[PR,gdb/22736,aarch64] gdb crashes on a conditional breakpoint with cast return type

Message ID DDA6BBB3-C085-4818-8B87-20CFAE19E6FE@arm.com
State New, archived
Headers

Commit Message

Alan Hayward March 7, 2018, 11:10 a.m. UTC
  > On 5 Mar 2018, at 16:45, Pedro Alves <palves@redhat.com> wrote:
> 
> On 03/05/2018 03:57 PM, Alan Hayward wrote:
>> 
>> 
>>> On 2 Mar 2018, at 15:18, Joel Brobecker <brobecker@adacore.com> wrote:
>>> 
>>>>>> The cast to (int) is causing this - remove the cast and it finds the type.
>>>>>> I’m assuming that’s causing it to drop the debug info.
>>>>> 
>>>>> It sounds like a bug to me.  If this bug "TYPE_TARGET_TYPE
>>>>> (func_type) becomes NULL caused by cast" is fixed, the GDB segfault
>>>>> will go away accordingly.
>>>>> 
>>>>> To be clear, your patch here is fine to me.  My suggestion is that
>>>>> we'd better dig it deeper.
>>>> 
>>>> Agreed.

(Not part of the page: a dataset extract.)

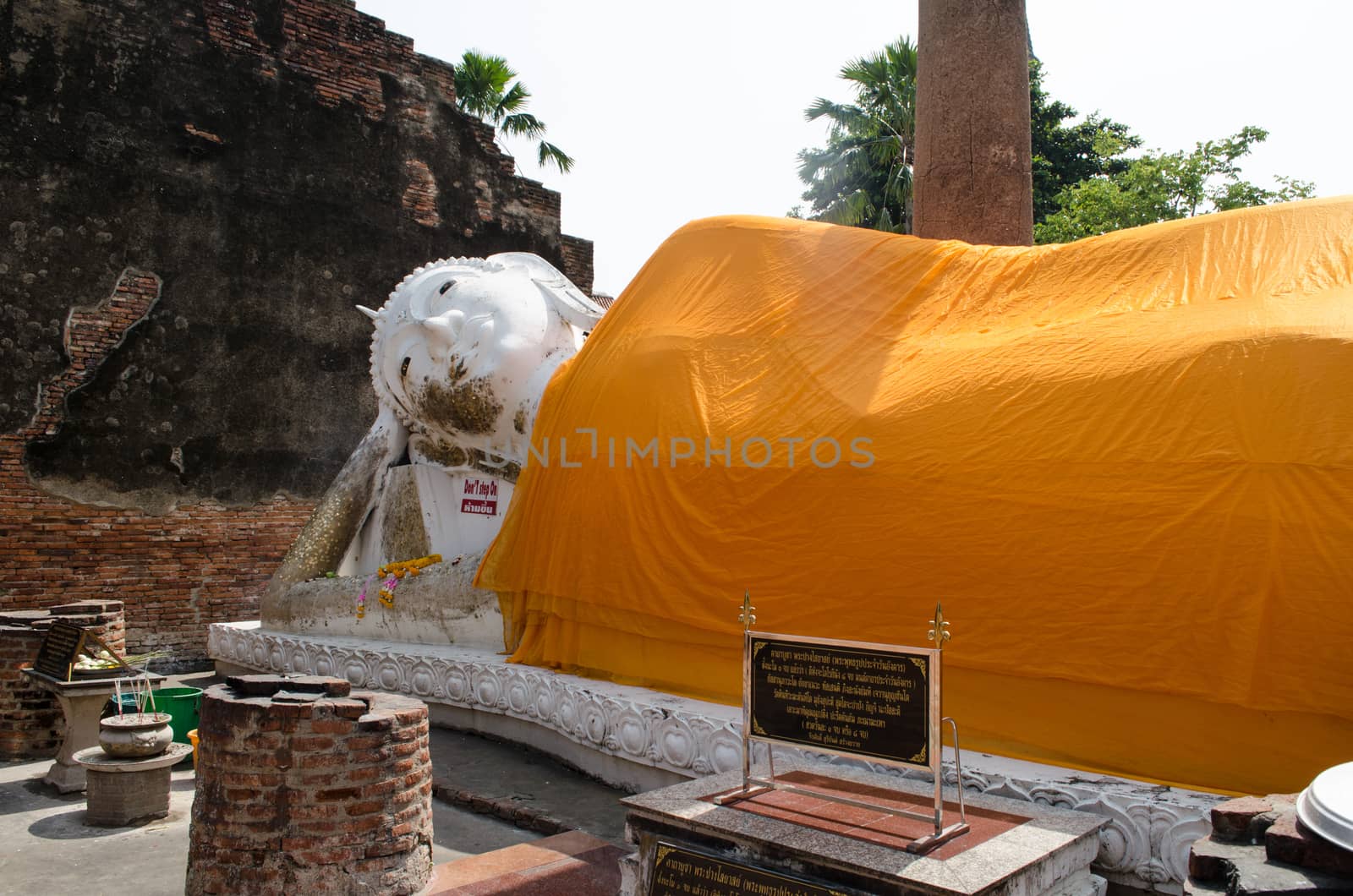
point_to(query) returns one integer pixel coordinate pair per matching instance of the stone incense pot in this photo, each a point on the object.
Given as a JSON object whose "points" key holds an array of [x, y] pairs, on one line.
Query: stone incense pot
{"points": [[135, 735]]}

I’ll raise a new bug, and have a look into it too whilst I’m
>>>> in the area.
>>> 
>>> Having read what Yao said, and looking at the example you gave,
>>> I'm now thinking that one could very well be the cause of the other;
>>> it seems like the cast might indeed be returning a value with
>>> a struct type that's missing the return type. Even a subprogram
>>> which returns nothing has a TYPE_TARGET_TYPE set to a TYPE_CODE_VOID,
>>> right?
>> 
>> Been debugging this a little more (and learnt quite a few things about gdb along the way!)
>> Not sure if this reply is the best place to discuss, or if it should go onto the bug.
>> But….
>> 
>> On x86, for strcmp the type and it's target types, as received in amd64_push_dummy_call are:
>> TYPE_CODE_FUNC -> TYPE_CODE_INT -> 0x0
>> Whereas on aarch64 in aarch64_push_dummy_call we get:
>> TYPE_CODE_FUNC -> 0x0
>> 
>> It turns out this occurs because strcmp has IFUNC vs FUNC differences:
>> 
>> X86:
>> $ readelf -s /lib/x86_64-linux-gnu/libc-2.19.so | grep strcmp
>>  2085: 0000000000087380    60 IFUNC   GLOBAL DEFAULT   12 strcmp@@GLIBC_2.2.5
>> 
>> Aarch64:
>> $ readelf -s /lib/aarch64-linux-gnu/libc-2.23.so | grep strcmp
>>  2043: 0000000000076380   164 FUNC    GLOBAL DEFAULT   12 strcmp@@GLIBC_2.17
>> 
>> 
>> I decided to test this on X86 using a FUNC….
>> 
>> $ readelf -s /lib/x86_64-linux-gnu/libc-2.19.so | grep strlen
>>   769: 0000000000088dd0   436 FUNC    GLOBAL DEFAULT   12 strlen@@GLIBC_2.2.5
>> 
>> Changed my test to do:
>> (gdb) b foo if (int)strlen(name) == 3
>> 
>> ...Now the type received by the target code is TYPE_CODE_FUNC -> 0, the same as aarch64.
>> 
>> However, x86 does not segfault. This is because amd64_push_dummy_call doesn’t bother to
>> check the function parameter.
>> 
>> 
>> Looking into the code, when reading a FUNC, readlf.c : elf_symtab_read() hits:
>> 
>> 		  if (sym->flags & BSF_GNU_INDIRECT_FUNCTION)
>> 		    ms_type = mst_text_gnu_ifunc;
>> 		  else
>> 		    ms_type = mst_text;
>> 
>> Setting the type to mst_text, which eventually causes find_minsym_type_and_address() to
>> set the type to objfile_type (objfile)->nodebug_text_symbol
>> Whereas an IFUNC gets set to objfile_type (objfile)->nodebug_text_gnu_ifunc_symbol.
>> 
>> So, I think probably either:
>> * Everything is correct
>> * mst_text needs handling differently
>> * FUNCs need a new minimal symbol type (mst_text_gnu_func?)
>> (I’m not familiar enough with this part of the code to give a definitive answer).
> 
> Funny enough, I started working on fixing ifunc-related problems early
> last week, but then got sidetracked into other high priority things. I've not
> run into a GDB crash, but just in case, maybe this branch helps:
> 
> https://github.com/palves/gdb/commits/palves/ifunc
> 
> The gnu-ifunc.exp test doesn't pass cleanly on that branch
> because I'm midway through augmenting that testcase to cover
> different scenarios and evaluating whether it's the test that
> needs fixing, or gdb.
> 

Thanks for the branch, gave that it a try, but it has the same error.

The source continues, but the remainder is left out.